À l’approche de la retraite, de nombreuses personnes envisagent de rénover leur salle de bain pour en faire un espace plus agréable et fonctionnel. Marta Castellano-Mas, décoratrice d’intérieur espagnole, met en avant l’importance d’une conception adaptée pour garantir la sécurité des futurs retraités dans cet espace crucial de la maison.
EN BREF
- Les douches de plain-pied sont essentielles pour prévenir les chutes.
- Marta Castellano-Mas recommande des équipements adaptés pour la sécurité.
- Des subventions sont disponibles pour aider à financer ces rénovations.
La salle de bain est, en effet, l’une des pièces les plus à risque pour les personnes de plus de 60 ans. À cet âge, les chutes peuvent avoir des conséquences graves, notamment lorsque la mobilité commence à diminuer. Selon Marta Castellano-Mas, un simple détail architectural peut faire toute la différence entre un espace confortable et un lieu propice aux accidents.
Elle insiste particulièrement sur la nécessité de préférer des douches au ras du sol. « Les douches pour la retraite doivent être au ras du sol. Mieux vaut éviter un bac surélevé ou avec un bord », souligne-t-elle. Cette recommandation est corroborée par divers guides spécialisés, qui indiquent qu’un rebord, même léger, augmente considérablement le risque de chute.
Les caractéristiques d’une douche sécurisée
Une douche de plain-pied, souvent désignée comme une douche à l’italienne, est conçue sans marche, avec une légère pente vers l’évacuation. Les normes pour les personnes à mobilité réduite suggèrent une largeur d’accès d’au moins 90 cm et un ressaut minimal. Pour un confort optimal, un espace de douche d’environ 120 x 90 cm est recommandé. Ces critères sont d’ailleurs devenus obligatoires dans de nombreux logements neufs depuis 2021.
En plus de la conception, les équipements jouent un rôle crucial. Les spécialistes conseillent d’installer des barres d’appui, un siège mural et une robinetterie accessible. Marta Castellano-Mas insiste sur le fait que « les douches PMR sont conçues pour assurer la sécurité et le confort des utilisateurs, grâce à des fonctionnalités telles que des barres d’appui, des sièges rabattables et des pommes de douche réglables en hauteur ».
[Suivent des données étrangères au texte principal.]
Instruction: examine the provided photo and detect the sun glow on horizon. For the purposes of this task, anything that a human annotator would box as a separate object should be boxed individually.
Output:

Budget et aides à la rénovation
En ce qui concerne les coûts, transformer une baignoire en une douche sécurisée représente un investissement qui peut varier entre 3 000 et 9 000 €, en fonction des matériaux et des équipements choisis. À partir du 1er janvier 2024, le dispositif « Ma Prime Adapt’ » propose une subvention intéressante pour l’installation de ces douches, plafonnée à 15 000 €. Cette aide, gérée par l’ANAH, peut couvrir entre 50 et 70 % des frais de travaux pour les retraités, mais il est à noter qu’un reste à charge persiste.
Dans ses projets, Marta Castellano-Mas intègre la sécurité au design. Elle favorise souvent un sol continu, en microciment ou en grand carrelage, pour éviter les ruptures de niveau et ainsi faciliter le déplacement. Les choix de revêtements sont également réfléchis : texturés pour une meilleure adhérence, parois de douche sans rails à enjamber, et barres d’appui stylisées en noir mat ou en inox brossé, se fondant harmonieusement dans le décor.
Pour ceux qui souhaitent préparer leur salle de bain avant la retraite, plusieurs questions pratiques peuvent être posées à un architecte ou à un artisan qualifié, comme ceux certifiés par CAPEB ou Handibat. Ces interrogations portent principalement sur l’adaptabilité des espaces et sur les équipements à privilégier pour garantir confort et sécurité.
En conclusion, la rénovation d’une salle de bain peut se révéler être un projet enrichissant, tant sur le plan esthétique que fonctionnel. En suivant les conseils de spécialistes comme Marta Castellano-Mas, chaque futur retraité peut envisager une transition vers cette nouvelle étape de vie avec sérénité.